Inside the convent, in the area occupied by the garden of the nuns, there is now a patio and a new construction for the expansion of the San Pedro Mártir library and its administrative spaces. The cloister, converted after several reforms into a trapezoid, was originally a single height, and now has two floors. They emphasize the epigraphic decoration that crosses the upper part of the wall of the low cloister and the wooden beams on corbels of rolls. In the upper cloister, which opens several classrooms and offices, appear right wooden feet in the middle panels of each panda, among the large glass windows incorporated in the latest reform. Finally, the presence of octagonal pillars at the corners of the upper gallery of the cloister must be highlighted.

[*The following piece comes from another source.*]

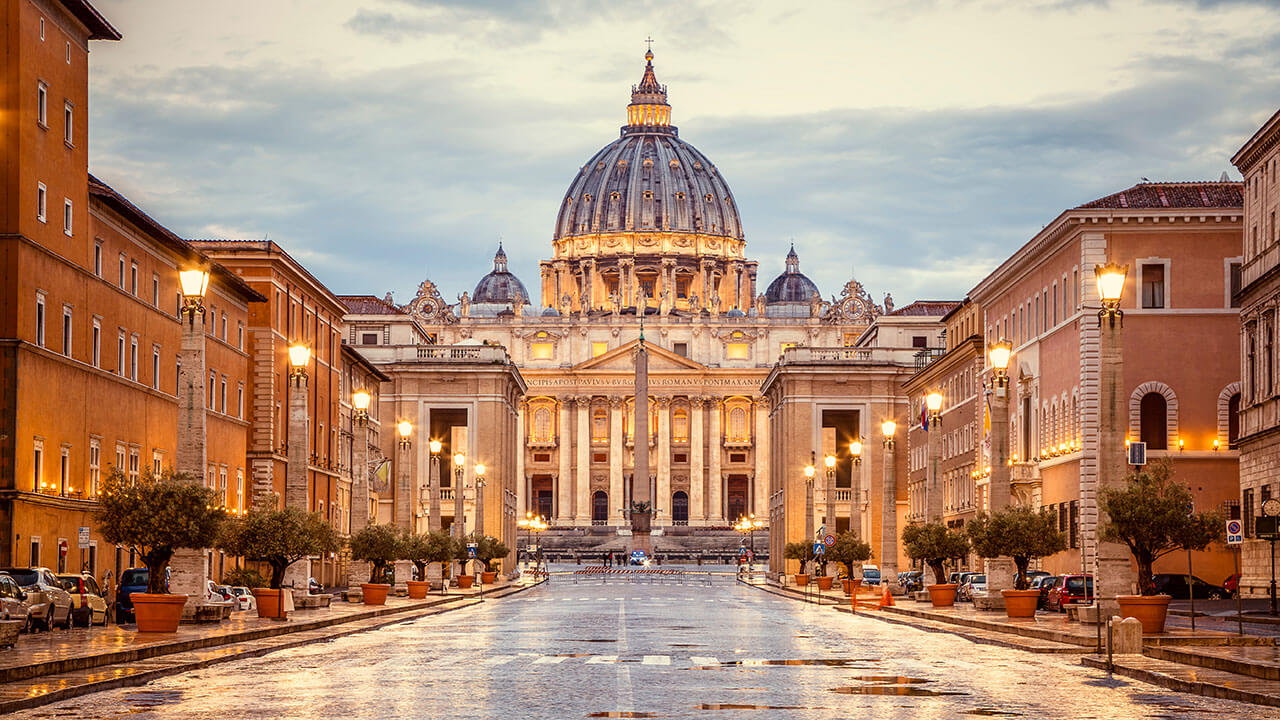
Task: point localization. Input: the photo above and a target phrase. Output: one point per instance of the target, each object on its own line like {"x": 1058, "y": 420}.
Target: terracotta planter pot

In the eastern panda of the cloister is located the church, with its choir that will alter their positions in the nineteenth century because of the deterioration of the church. The difficulties and the abandonment that the building suffered for years meant that the roof of the primitive church was eventually lost, and the choir passed to fulfill the function of a church. Currently, this space functions as a classroom.

The building conserves in its interior the original cloister and the main nave of the church, reconverted in Aula Magna. In the exterior, the rehabilitation discovered the only Mudéjar portal of Toledo located in a noble house.

Today, 4,000 students come daily to the complex formed by the former convents of San Pedro Mártir and Madre de Dios to study law, Administration and Management of Companies or Management and Public Administration.